Berita politik prabowo subianto yang humanis, berani dan tegas

Transforming Cooperatives into Instruments for Equality and Autonomy

Transforming Cooperatives into Instruments for Equality and Autonomy

Oleh Prabowo Subianto, disadur dari “Strategi Transformasi Nasional: Menuju Indonesia Emas 2045,” halaman 211-212, edisi softcover keempat.

Koperasi pada dasarnya tentang menjadikan lapangan bermain lebih merata. Mereka ada untuk memberdayakan orang-orang yang berada dalam kekurangan, itulah mengapa revitalisasi koperasi dalam ekonomi kita sangat penting.

Namun, hal ini tidak berarti kita harus menguatkan koperasi atas biaya sektor swasta. Jauh dari itu. Doktrin ekonomi kita mendorong persaingan: biarkan sektor swasta, Badan Usaha Milik Negara (BUMN), dan koperasi bersaing untuk kemajuan.

Namun koperasi-lah yang bertugas mendukung atau memberdayakan yang kurang beruntung. Prinsip ini bukan tentang menciptakan oposisi tetapi tentang maju bersama.

Dengan demikian, sektor swasta, BUMN, dan koperasi sama-sama memiliki peran dalam mendorong ekonomi bangsa kita. Masing-masing, dengan kekuatan uniknya, dapat memberikan kontribusi yang signifikan. Pendekatan ini telah memberikan kesuksesan di negara-negara seperti Korea, Thailand, Malaysia, Vietnam, dan China.

Pernah ada waktu ketika koperasi Indonesia menjadi dambaan banyak negara, yang datang untuk belajar dari inisiatif kita seperti BIMAS dan BULOG, dan perjalanan kita menuju swasembada.

Saya yakin bahwa dengan kepemimpinan yang tepat, koperasi di Indonesia bisa berkembang dan menjadi alat yang kuat untuk keadilan.

Ya, pasti akan ada tantangan dan kegagalan.

Misalnya, mari kita bicarakan tentang produksi dan distribusi pupuk. Pupuk diproduksi oleh pabrik-pabrik milik negara, oleh rakyat, bukan? Uang rakyat membangun pabrik-pabrik tersebut. Modal kerja adalah uang rakyat. Namun, begitu pupuk diproduksi dan siap untuk didistribusikan, akhirnya berada di tangan distributor swasta. Saat era Presiden Suharto, era Orde Baru, tidak seperti ini. Distribusi pupuk ditangani oleh koperasi-koperasi unit desa (KUD).

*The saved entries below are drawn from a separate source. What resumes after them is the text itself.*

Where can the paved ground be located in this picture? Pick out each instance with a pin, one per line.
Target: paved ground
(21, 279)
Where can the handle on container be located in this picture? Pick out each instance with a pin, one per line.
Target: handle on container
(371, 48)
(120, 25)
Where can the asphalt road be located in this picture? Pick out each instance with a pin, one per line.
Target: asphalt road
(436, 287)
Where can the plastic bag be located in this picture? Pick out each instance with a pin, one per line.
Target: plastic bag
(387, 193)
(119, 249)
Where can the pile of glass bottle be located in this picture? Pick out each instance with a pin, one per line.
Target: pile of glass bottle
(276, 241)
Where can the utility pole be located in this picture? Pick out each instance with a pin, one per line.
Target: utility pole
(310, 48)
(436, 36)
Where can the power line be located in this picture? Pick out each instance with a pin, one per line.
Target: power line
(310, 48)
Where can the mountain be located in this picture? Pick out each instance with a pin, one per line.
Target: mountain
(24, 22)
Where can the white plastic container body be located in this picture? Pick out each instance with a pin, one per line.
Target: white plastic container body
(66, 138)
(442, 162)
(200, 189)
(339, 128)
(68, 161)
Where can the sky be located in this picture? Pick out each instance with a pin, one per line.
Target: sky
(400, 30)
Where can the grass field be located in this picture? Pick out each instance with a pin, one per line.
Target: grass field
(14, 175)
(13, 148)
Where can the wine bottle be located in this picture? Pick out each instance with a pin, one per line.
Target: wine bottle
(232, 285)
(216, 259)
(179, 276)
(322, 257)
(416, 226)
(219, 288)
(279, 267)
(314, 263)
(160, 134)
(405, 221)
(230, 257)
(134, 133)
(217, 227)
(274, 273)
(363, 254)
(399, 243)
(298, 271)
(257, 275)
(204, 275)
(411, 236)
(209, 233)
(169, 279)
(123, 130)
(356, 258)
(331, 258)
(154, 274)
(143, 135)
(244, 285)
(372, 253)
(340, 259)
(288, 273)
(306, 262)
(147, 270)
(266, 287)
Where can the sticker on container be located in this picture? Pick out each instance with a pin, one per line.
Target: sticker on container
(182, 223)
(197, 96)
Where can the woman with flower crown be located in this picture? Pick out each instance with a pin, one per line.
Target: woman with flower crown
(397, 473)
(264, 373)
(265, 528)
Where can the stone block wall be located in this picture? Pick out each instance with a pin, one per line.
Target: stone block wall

Karena beberapa melihat koperasi tidak sejalan dengan prinsip pasar bebas, mereka digantikan oleh perusahaan swasta. Dengan privatisasi, distribusi jatuh ke tangan perseroan terbatas (PT), membawa pada skenario yang terlalu familiar di Indonesia, bukan? Nepotisme menjadi sorotan.

Jadi, kita perlu kembali ke prinsip-prinsip yang benar. Ini adalah milik rakyat, dibangun dengan uang rakyat, didanai oleh anggaran negara – uang rakyat; distribusinya juga seharusnya melalui rakyat, melalui koperasi dan pemerintah jika diperlukan.

Jauh dari menjadi alat untuk keadilan, koperasi juga dapat mendorong swasembada kita. Namun hal ini memerlukan upaya bersama, pemikiran, dan komitmen yang serius. Kita tidak boleh menangani ini seperti bisnis biasa. Ini bukan tugas biasa. Kita harus mendekatinya sebagai upaya nasional.